O Para-si é “abstrator”, não porque possa realizar uma operação psicológica de abstração, mas porque surge como presença ao ser com um porvir, ou seja, com um para-além do ser. Em-si, o ser não é concreto nem abstrato, nem presente nem futuro: é o que é. (SARTRE, 2016, p.253).

Cada projeto dá ao mundo uma interpretação e, embora se possa ter projetos semelhantes, cada ser molda-o ao seu modo e o constitui a partir dos sentidos atribuídos às relações com os outros istos. Perscrutando elementos formativos na filosofia sartreana, cabe dizer: é esse conviver com o outro e com o seu projeto o que torna humano o eu. Sobre esse aspecto esclarece Burstow: “Se a existência do Outro constitui um limite para minha liberdade, contudo, não me limita ‘como ser humano’. Como assim? Porque é o Outro que me torna um ser humano” (2000, p. 109). Assim, o Ser-em-si se torna um ser-para-muitos-outros e o projeto adquire um caráter de sociedade. O desafio sartreano para a constituição da humanidade do eu exige que o próprio projeto seja posto frente aos demais: sou desafiado a aprender a constituir meu projeto junto aos demais projetos; assim, sou interpelado a tornar o projeto em meu-projeto-para-o-outro. Dessa consciência frente à efetivação do projeto do eu frente ao outro chega-se à ideia de autenticidade. Explica Burstow:

Sartre define a autenticidade em termos de estar totalmente consciente, aceitar e assumir a responsabilidade pela situação de alguém (Sartre 1965; 1995). Se a autenticidade requer que estejamos plenamente conscientes de nossa situação e por ela assumamos responsabilidade, e se nosso ser-para-outro é parte necessária de nossa situação, a autenticidade requer que estejamos plenamente conscientes de nosso ser-para-outro e que o aceitemos. (BURSTOW, 2000, p. 111).

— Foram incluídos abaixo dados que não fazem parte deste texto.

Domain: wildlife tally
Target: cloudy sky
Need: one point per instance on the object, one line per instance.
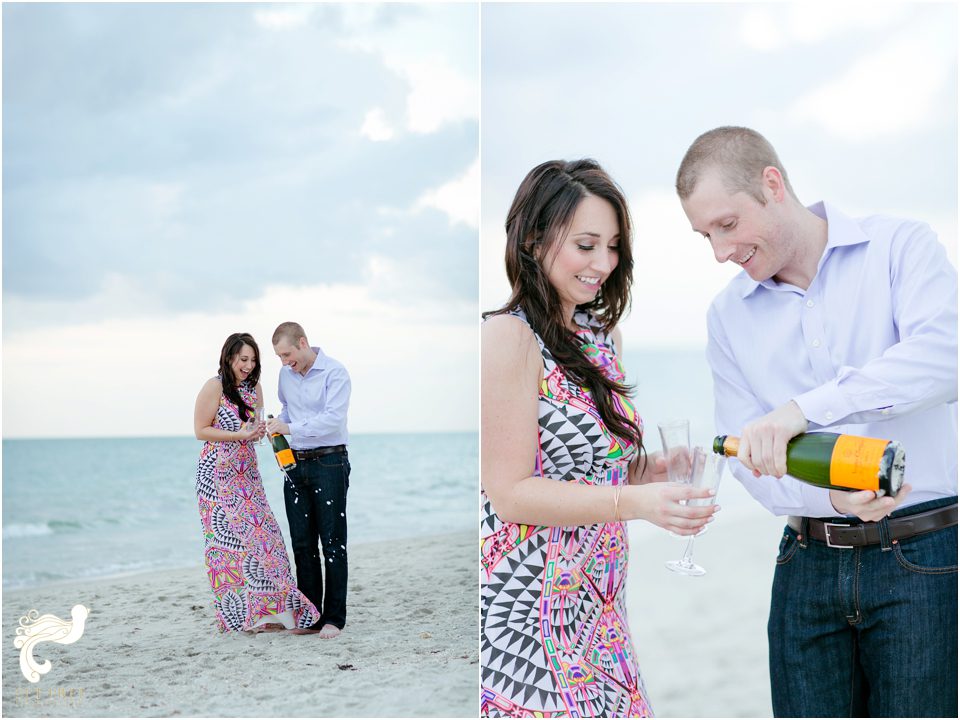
(173, 173)
(859, 100)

É com a concepção sartreana de autenticidade, pensada como projeto-para-o outro que se quer apresentar o ambiente escolar com significativa relevância para a constituição do ser como ser-responsável e ser-consciente. A maturidade das relações, com seus conflitos, mediadas no ambiente escolar, possibilita que cada projeto individual se converta em um projeto autêntico de responsabilidade livre diante das escolhas. Cada eu tem a possibilidade de moldar seu projeto com vistas à responsabilidade para com o outro. Veja-se o alcance de tal autenticidade: quando percebo que a escolha livre que fiz afeta diretamente o ambiente em que estou inserido, posso aprender a me responsabilizar por ela. Faz parte da autenticidade a possibilidade de se exigir reciprocidade do outro: quando percebo a implicação das escolhas do outro no meu projeto, posso exigir-lhe responsabilidade e, até mesmo, justiça. É por isso que o conflito assume uma importância decisiva no ambiente escolar: do seu enfrentamento decorre a constituição do eu. É nesse percurso argumentativo que se quer construir, a partir de Sartre, uma concepção sobre o papel formativo do conflito em relação à constituição do sujeito livre. Observe-se como Sartre descreve o tensionamento e a mediação a partir da aparição do Outro:

O Outro é o mediador indispensável entre mim e mim mesmo (...) E, pela aparição mesmo do Outro, estou em condições de formular sobre mim um juízo igual ao juízo sobre um objeto, pois é como objeto que apareço ao Outro. Contudo, este objeto que apareceu ao Outro não é uma imagem vã na mente do Outro. (...) Reconheço que sou como o Outro me vê. Não se trata, contudo, de comparação entre o que sou para mim e o que sou para o Outro, como se eu encontrasse em mim, ao modo de ser do Para-si, um equivalente do que sou para o Outro. Assim, o Outro não apenas me revelou o que sou: constituiu me em novo tipo de ser que deve sustentar qualificações novas. (SARTRE, 2016, p. 290).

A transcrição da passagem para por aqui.